Thread: Computing probability of getting desired items from an infinite pool

Hello,

the following real life example of personal significance got me curious about what the answer would look like:

Hasbro is currently selling a series of 24 different "My Little Pony" figurines, all sold separately in non-transparent bags with no clue as to which of the 24 ponies are inside. I only want six specific ponies, and the problem is knowing how many bags I would have to buy in order to get, with probability p, at least one of *each* of the six desirable ponies. Assume that there is an infinite supply of bags, and that the pony inside each bag is random. Assume further that I open all bags at once, not going back to the store for more.

To generalize and put the problem in more familiar terms:
Consider a die with n sides, numbered from 1 to n. How many throws must one make in order to have the chance p of getting all numbers [1..k] (where k <= n)?

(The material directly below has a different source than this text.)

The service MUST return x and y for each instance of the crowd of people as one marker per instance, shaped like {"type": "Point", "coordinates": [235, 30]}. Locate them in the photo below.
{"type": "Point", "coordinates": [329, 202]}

Originally Posted by blackpaws

Hello,

the following real life example of personal significance got me curious about what the answer would look like:

Hasbro is currently selling a series of 24 different "My Little Pony" figurines, all sold separately in non-transparent bags with no clue as to which of the 24 ponies are inside. I only want six specific ponies, and the problem is knowing how many bags I would have to buy in order to get, with probability p, at least one of *each* of the six desirable ponies. Assume that there is an infinite supply of bags, and that the pony inside each bag is random. Assume further that I open all bags at once, not going back to the store for more.

To generalize and put the problem in more familiar terms:
Consider a die with n sides, numbered from 1 to n. How many throws must one make in order to have the chance p of getting all numbers [1..k] (where k <= n)?

This is the coupon collection problem.

Originally Posted by Plato

This is the coupon collection problem.

Thanks for the pointer! But I can't fit that description of the coupon collection problem to my particular version. For one, it only seems to describe cases where you collect *any* set of k coupons, rather than a specific set. (k=6 particular ponies!)

(Collecting any 6 distinct coupons is naturally easier than collecting 6 particular distinct ones.)